Covington’s beefs with former teammates Masvidal and Dustin Poirier led to his split with ATT and owner Dan Lambert.

Now that Covington (15-2 MMA, 10-2 UFC) has parted ways with his longtime gym, a fight with Masvidal (35-13 MMA, 12-6 UFC) is no longer a conflict of interest for ATT.

“Absolutely, I do feel like it needs to be settled in the cage,” Covington said. “But at the same time, if he doesn’t settle it in the cage, it will only be one reason and one person why it didn’t get settled in the cage – and that’ll be because of him. So if he tucks his tail in between his legs and runs away like the good little (expletive) that he is – he knows I’m his daddy, he knows I gave him so many spankings – so if he runs away, fans will know he’s a coward and he’s scared to fight.

“He doesn’t want to fight the best in the world, and we found out he’s all hype. He’s a 50-50 journeyman. Look at his record. His resume speaks for itself. He’s been knocked out. He’s been tapped out. Back in high school, he dropped out, and when we used to live together, I kicked him out. He’s a little (expletive).”

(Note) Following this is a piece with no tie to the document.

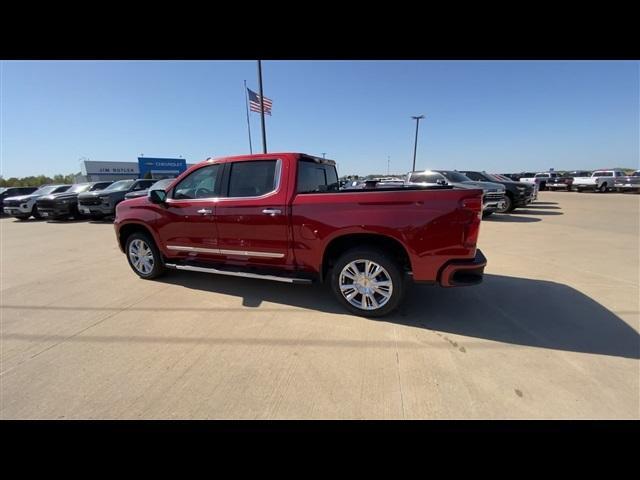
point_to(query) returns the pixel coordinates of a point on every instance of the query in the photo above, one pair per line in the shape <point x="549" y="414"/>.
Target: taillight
<point x="473" y="205"/>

Covington’s is still primarily focused on a rematch with UFC welterweight champion Kamaru Usman, who stopped him late in Round 5 in a tightly contested battle this past December.

Behind Usman, Masvidal is second on the list. Ideally, Covington wants to make both fights happen.

“Make no mistake about it: I’m fighting ‘Street Judas’ Masvidal. I’m going to fight ‘Marty Fake Newsman,'” Covington said. “It doesn’t matter which order.”

Even if Covington isn't able to squash his beef in the octagon, he plans to stay in South Florida, and he's ready to throw down in the streets should Masdival ever cross his path.

“If we don’t fight in the cage, for sure if I ever see him in the streets. We will fight, and he knows what’s going to happen when that happens,” Covington said.

“Deep down, he knows. He can try and hide it. He can try and make up all these fake lies that he likes to do: ‘Oh he’s crying,’ ‘Oh, he’s this,’ ‘Oh, he didn’t pay my coach.’ They’re some lies. But he’s never said anything about my skills because he knows last time we trained, I put him out cold.”